Predicting Answers to Product Questions Using Similar Products

Danny McMillan
November 1, 2023

The Problem

Many online shopping sites allow customers to ask questions about products, which other customers then answer based on their experiences. This helps shoppers make informed decisions. However, new or uncommon products often have few or no answered questions.

The Proposed Solution

To address this problem, researchers propose an automated way to predict answers for these unresolved questions.

The main idea is to:

Find similar questions already answered for similar products
Aggregate those answers to make a prediction

How it Works

The proposed method has 4 main steps:

1. Retrieve Potentially Relevant Questions

Given a new question about a product, the system first searches through a large database of previously asked and answered questions about other products.

It uses a fast AI technique to quickly retrieve hundreds of questions that might be semantically similar to the new question.

2. Filter for Highly Similar Questions

Next, each retrieved question is scored for similarity against the new question using a more sophisticated but slower neural network model.

Only highly similar questions exceeding a threshold are kept.

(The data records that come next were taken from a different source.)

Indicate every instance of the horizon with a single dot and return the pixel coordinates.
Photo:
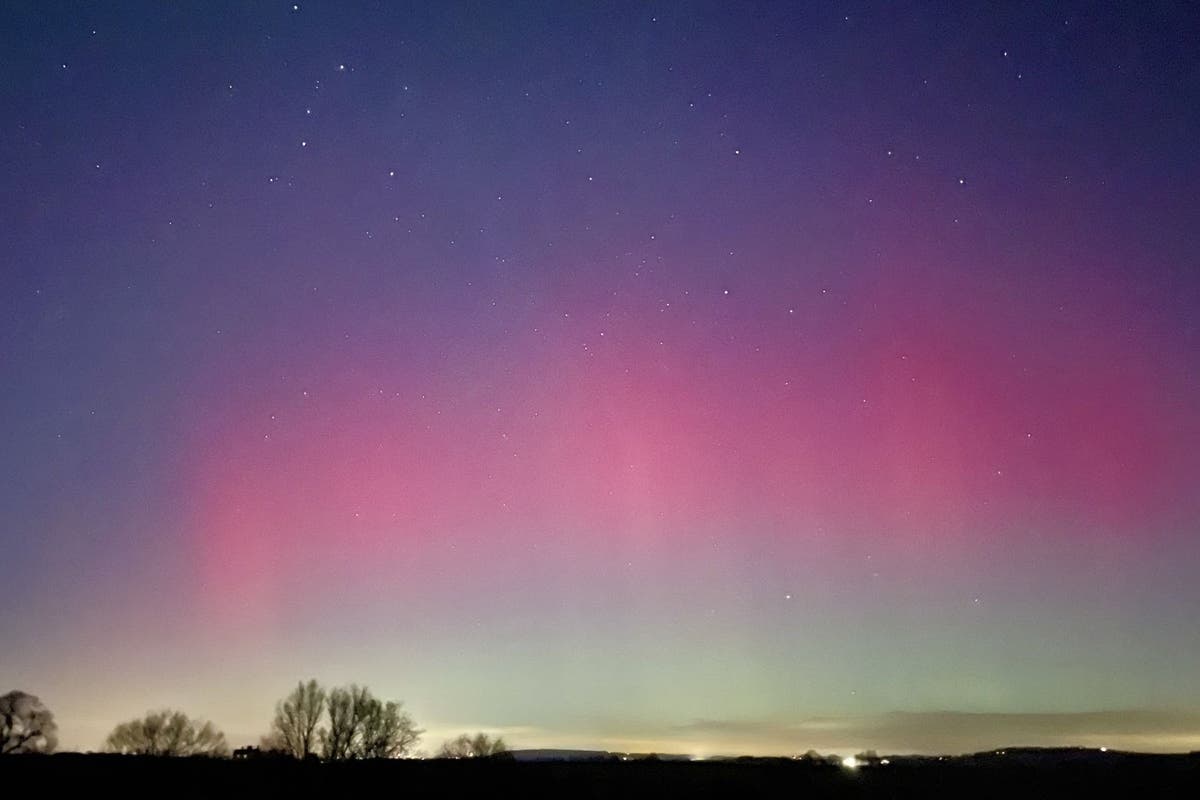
(669, 377)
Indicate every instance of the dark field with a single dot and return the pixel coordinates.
(1121, 775)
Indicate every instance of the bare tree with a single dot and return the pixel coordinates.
(297, 719)
(478, 746)
(387, 732)
(25, 725)
(360, 726)
(167, 733)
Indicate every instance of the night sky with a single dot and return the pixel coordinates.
(682, 377)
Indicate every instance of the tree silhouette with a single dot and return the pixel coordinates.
(360, 726)
(478, 746)
(167, 733)
(297, 720)
(25, 725)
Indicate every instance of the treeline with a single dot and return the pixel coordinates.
(312, 722)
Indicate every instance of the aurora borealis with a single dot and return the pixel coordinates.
(682, 377)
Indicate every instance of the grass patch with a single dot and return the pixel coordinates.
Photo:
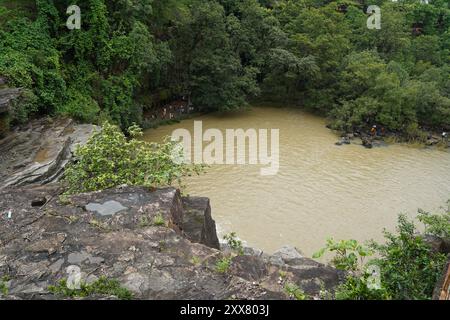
(159, 221)
(102, 286)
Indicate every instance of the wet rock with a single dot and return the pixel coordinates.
(108, 208)
(38, 245)
(38, 153)
(198, 223)
(38, 202)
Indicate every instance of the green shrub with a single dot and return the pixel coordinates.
(234, 243)
(357, 288)
(109, 159)
(158, 220)
(102, 286)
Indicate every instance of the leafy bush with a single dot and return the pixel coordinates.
(294, 291)
(349, 254)
(109, 159)
(436, 224)
(234, 243)
(409, 267)
(102, 286)
(356, 288)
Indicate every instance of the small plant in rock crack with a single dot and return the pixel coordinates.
(294, 291)
(102, 286)
(223, 265)
(4, 285)
(234, 243)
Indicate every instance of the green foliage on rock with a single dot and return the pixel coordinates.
(102, 286)
(110, 159)
(131, 56)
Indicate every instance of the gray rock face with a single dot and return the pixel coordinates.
(286, 255)
(38, 153)
(38, 245)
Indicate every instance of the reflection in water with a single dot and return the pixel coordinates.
(321, 190)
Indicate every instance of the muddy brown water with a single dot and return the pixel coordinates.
(321, 190)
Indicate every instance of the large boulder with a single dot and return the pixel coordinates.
(139, 237)
(198, 223)
(38, 153)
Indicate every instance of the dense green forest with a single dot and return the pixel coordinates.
(132, 56)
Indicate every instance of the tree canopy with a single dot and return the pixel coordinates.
(134, 55)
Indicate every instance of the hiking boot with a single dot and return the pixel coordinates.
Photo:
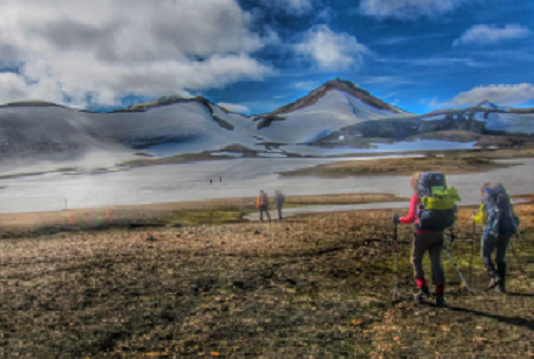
(440, 301)
(495, 280)
(501, 270)
(423, 295)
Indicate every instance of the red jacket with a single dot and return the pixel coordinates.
(411, 217)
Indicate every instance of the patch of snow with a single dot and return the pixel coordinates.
(271, 155)
(229, 154)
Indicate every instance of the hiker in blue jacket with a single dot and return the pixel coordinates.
(497, 215)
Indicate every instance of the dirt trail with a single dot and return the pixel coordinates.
(317, 286)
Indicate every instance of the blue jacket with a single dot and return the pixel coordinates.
(498, 217)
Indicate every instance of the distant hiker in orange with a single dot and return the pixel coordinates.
(262, 203)
(279, 200)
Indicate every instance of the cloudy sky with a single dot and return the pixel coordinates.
(253, 56)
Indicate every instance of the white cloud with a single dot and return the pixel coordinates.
(100, 51)
(293, 7)
(332, 51)
(234, 107)
(501, 94)
(489, 34)
(409, 9)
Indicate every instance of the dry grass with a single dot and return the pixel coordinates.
(315, 286)
(450, 164)
(214, 211)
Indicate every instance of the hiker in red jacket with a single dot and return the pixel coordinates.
(424, 240)
(262, 203)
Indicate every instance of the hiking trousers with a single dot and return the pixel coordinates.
(432, 242)
(279, 208)
(263, 208)
(491, 243)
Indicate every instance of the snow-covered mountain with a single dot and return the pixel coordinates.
(39, 132)
(337, 113)
(474, 124)
(334, 105)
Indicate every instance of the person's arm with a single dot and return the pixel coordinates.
(481, 217)
(412, 212)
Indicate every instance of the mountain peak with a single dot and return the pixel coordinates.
(339, 85)
(489, 105)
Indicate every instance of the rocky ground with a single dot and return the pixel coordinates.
(317, 286)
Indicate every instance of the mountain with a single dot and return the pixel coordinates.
(37, 132)
(338, 113)
(472, 124)
(335, 104)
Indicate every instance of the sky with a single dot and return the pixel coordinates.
(253, 56)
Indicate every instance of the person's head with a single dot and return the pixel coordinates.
(416, 178)
(483, 188)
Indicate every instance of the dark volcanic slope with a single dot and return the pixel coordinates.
(340, 85)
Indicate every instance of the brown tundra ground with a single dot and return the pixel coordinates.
(315, 286)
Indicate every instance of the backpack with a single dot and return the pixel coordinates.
(438, 207)
(502, 217)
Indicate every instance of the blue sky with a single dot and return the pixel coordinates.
(253, 56)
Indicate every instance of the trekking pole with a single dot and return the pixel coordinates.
(395, 263)
(449, 254)
(472, 249)
(519, 264)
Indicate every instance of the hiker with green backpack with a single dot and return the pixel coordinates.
(496, 213)
(432, 209)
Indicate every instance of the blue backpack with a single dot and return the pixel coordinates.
(502, 219)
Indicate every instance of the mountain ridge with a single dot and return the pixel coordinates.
(342, 85)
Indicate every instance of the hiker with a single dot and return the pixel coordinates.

These are considered “twin” questions likely expressing the same intent as the new question.

3. Estimate Contextual Product Similarity

Now the new product and question pair is compared to each twin product and question pair using a custom model called contextual product similarity (CPS).

CPS estimates if two products are similar in the context of a specific question.

For example, two jackets may be considered similar for questions about waterproofing but not about sleeve length.

4. Predict Answer by Combining Similar Answers

Finally, the answers from the highly similar twin questions are aggregated, with each answer weighted by the CPS score.

This allows predicting the most likely answer for the new question.

Key Innovations

The CPS model for estimating if two products are similar or not for a specific question.
A clever automatic way to train CPS without needing humans to manually label product similarities.

Results

The method was tested on yes/no shopping questions from 11 Amazon categories.

For questions with at least 10 similar comparison questions, it predicted the correct yes/no answer 79.5% of the time, significantly better than always guessing the most frequent class.

Showing the similar evidence questions helps users interpret the system’s answers.

Summary

This paper introduces a new way to predict answers for new product questions (known as the cold-start problem) by transferring knowledge from similar questions already answered about similar products.

A major benefit is providing answers even for uncommon products without many existing answers.

The CPS model and automatic training data approach are innovative.

While imperfect, showing the similar evidence questions allows users to potentially correct inaccurate predictions themselves.

This demonstrates how resolving cold-start issues in collaborative systems can be done by transferring knowledge from similar content.

The contextual similarity modeling could have applications beyond product questions as well.